Hyperspectral images naturally stand as 3D data, which carry semantic information in remote sending applications. To well utilize 3D hyperspectral images, signal processing and learning techniques have been widely exploited, and the basis is to divide a given hyperspectral data into a set of semantic classes for analysis, i.e.; segmentation. To segment given hyperspectral data is an important and challenging research theme. Recently, to reduce the amount of human labor required to label samples in hyperspectral image segmentation, many approaches have been proposed and achieved good performance with a few labeled samples. However, most of them fail to exploit the high spectral correlation in distinct bands and utilize the spatial information of hyperspectral data. In order to overcome these drawbacks, a novel framework jointing the maximum a posteriori (MAP) model and low-rank representation (LRR) is proposed.
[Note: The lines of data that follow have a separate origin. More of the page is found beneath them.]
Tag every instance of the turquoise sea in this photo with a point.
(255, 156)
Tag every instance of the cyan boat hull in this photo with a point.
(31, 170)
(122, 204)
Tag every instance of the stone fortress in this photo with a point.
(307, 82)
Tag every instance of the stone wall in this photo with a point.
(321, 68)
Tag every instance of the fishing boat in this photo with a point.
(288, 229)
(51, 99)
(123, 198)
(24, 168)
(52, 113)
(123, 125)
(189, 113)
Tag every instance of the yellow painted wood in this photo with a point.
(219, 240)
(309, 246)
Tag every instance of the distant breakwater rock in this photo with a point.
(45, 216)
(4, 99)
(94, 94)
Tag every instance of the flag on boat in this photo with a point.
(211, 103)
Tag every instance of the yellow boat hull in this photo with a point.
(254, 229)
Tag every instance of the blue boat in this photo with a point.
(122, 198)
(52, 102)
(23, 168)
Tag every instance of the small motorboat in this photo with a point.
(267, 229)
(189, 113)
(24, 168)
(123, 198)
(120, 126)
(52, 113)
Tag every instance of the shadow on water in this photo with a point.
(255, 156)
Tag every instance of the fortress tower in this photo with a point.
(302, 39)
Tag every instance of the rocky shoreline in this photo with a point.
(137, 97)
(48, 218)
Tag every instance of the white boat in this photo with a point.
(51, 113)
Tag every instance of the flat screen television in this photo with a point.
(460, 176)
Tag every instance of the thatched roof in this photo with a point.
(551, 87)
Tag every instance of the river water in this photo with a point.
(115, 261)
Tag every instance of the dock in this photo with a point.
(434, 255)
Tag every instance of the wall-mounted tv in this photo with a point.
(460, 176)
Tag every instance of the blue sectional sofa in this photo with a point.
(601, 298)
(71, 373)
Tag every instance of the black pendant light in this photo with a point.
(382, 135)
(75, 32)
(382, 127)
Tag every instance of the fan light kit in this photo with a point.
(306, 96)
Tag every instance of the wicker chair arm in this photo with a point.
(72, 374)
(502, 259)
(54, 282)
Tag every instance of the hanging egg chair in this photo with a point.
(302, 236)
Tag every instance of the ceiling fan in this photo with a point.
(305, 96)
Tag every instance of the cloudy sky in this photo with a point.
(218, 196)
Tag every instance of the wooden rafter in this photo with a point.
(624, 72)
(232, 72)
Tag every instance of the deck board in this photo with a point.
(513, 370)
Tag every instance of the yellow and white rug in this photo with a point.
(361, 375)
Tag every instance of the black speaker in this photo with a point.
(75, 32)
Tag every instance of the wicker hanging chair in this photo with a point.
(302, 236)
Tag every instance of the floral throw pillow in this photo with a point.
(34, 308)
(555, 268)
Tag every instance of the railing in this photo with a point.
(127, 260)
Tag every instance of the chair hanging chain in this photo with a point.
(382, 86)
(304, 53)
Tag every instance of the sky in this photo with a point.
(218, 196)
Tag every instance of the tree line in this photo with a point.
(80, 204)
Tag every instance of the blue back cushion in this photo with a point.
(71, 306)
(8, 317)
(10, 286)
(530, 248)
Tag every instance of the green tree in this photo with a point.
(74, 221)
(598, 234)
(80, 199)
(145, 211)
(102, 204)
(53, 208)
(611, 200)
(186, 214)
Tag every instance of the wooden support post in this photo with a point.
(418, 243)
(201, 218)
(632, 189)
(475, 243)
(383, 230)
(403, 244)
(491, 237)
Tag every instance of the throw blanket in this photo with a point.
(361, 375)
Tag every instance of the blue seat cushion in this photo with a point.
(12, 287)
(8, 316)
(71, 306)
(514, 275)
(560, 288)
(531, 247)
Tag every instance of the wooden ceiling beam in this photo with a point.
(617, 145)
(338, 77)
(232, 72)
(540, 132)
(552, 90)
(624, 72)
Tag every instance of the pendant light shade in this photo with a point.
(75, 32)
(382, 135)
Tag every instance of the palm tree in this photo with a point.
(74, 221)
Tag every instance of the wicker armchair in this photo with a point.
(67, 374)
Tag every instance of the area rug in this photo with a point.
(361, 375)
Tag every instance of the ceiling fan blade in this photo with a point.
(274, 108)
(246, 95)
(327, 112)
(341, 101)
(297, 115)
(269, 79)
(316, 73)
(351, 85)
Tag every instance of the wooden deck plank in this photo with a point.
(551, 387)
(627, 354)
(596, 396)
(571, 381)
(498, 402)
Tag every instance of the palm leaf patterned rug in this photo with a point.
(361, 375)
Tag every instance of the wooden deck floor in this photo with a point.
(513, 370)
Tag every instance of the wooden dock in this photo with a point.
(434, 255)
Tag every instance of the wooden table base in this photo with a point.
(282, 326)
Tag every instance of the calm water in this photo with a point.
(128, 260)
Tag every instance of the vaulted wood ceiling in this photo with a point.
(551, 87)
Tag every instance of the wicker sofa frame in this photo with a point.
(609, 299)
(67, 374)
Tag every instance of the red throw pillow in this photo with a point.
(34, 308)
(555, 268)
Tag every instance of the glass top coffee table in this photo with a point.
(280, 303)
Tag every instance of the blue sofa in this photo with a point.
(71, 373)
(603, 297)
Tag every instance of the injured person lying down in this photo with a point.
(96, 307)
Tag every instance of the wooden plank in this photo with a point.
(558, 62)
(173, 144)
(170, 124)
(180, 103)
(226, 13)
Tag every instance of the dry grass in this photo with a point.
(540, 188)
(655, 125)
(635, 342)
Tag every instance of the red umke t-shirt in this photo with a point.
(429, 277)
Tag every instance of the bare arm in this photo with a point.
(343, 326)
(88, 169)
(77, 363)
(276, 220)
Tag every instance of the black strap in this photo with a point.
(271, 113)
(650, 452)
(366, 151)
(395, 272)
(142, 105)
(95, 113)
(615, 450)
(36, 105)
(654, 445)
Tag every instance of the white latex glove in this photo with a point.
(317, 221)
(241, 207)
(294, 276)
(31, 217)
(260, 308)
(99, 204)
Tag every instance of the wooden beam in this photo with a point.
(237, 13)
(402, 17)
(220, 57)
In this paper, low-rank representation, conducted as a latent variables, can exploit the high spectral correlation in distinct bands and obtain a more compact and discriminative representation. On the other hand, a novel MAP framework is driven by using low-rank representation coefficient as latent variables, which will improve the probability that the closer pixels can be divided into the same class. The experiment results and quantitative analysis demonstrate that the proposed approach is effective and can obtain high segmentation accuracy compared with state-of-the-art approaches.